What does (Lattice Energy LLC) theory state in explanation of this “life after death” behavior?

I haven't been able to figure out what they say about "Heat *before* death." They are proposing a mechanism not previously seen, and without any evidence for the mechanism itself. It's purely "Well, if Magic could happen, then the mystery of cold fusion is explained."

Fine. If "Magic" can happen. Can it? I don't see specific predictions in the W-L papers, only masses of speculations and possibilities (or impossibilities!) asserted as if they were fact.

I don't see any considerations of rate, and rate is crucial. Fusion can happen at room temperature, you know. The only problem is *rate*! Way silly low.
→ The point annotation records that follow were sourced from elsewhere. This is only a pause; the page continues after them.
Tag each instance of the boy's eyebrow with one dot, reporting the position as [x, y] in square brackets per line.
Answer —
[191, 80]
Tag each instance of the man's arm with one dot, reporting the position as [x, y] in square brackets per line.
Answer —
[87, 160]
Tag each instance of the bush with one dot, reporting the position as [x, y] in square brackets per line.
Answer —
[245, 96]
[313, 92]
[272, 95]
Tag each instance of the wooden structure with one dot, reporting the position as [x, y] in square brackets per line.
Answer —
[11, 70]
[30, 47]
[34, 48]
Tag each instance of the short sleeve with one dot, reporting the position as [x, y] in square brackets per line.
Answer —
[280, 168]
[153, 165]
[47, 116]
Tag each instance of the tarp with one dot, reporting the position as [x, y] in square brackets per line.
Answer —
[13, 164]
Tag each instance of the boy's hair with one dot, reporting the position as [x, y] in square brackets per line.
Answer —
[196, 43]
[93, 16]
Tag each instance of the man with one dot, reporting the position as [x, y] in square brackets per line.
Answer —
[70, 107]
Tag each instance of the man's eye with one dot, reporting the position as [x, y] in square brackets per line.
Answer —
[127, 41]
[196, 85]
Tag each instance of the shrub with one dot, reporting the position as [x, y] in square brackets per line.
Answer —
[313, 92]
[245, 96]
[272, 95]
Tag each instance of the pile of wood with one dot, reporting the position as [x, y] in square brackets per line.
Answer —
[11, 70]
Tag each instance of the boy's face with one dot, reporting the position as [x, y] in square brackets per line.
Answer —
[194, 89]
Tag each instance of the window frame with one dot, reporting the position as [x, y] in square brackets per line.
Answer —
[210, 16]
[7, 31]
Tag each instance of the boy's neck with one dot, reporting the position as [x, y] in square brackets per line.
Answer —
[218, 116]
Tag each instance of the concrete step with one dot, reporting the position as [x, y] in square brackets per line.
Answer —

By ignoring rate considerations, then, once they get us to accept that neutrons can form, they then can assert a whole series of reactions, and you don't notice the rate problem. Even so, they need to invent a perfect gamma shield. They actually patented it, I just read the patent.

http://www.slideshare.net/lewisglarsen/us-patent-7893414-b2

There is no coverage of any experimental evidence that gamma shielding actually occurs, no described demonstration or operating parameters or characteristics.

Just assertion without evidence. That patent is full of utterly irrelevant information.

The "preferred embodiments," as far as I can tell, do not describe how to build a working model. They seem to assume that metal hydrides will "just do it."

Interestingly, they predict reaction enhancement by laser stimulation at resonant frequencies. But they don't specify the frequencies. That way, they can then claim that any stimulation effect was "predicted" by them.

I see no sign that they actually built the device they have patented. Amazing, isn't it, that CF patents have generally been banned, but this patent was allowed. Did CF patents depend on a particular theory of operation? Very strange.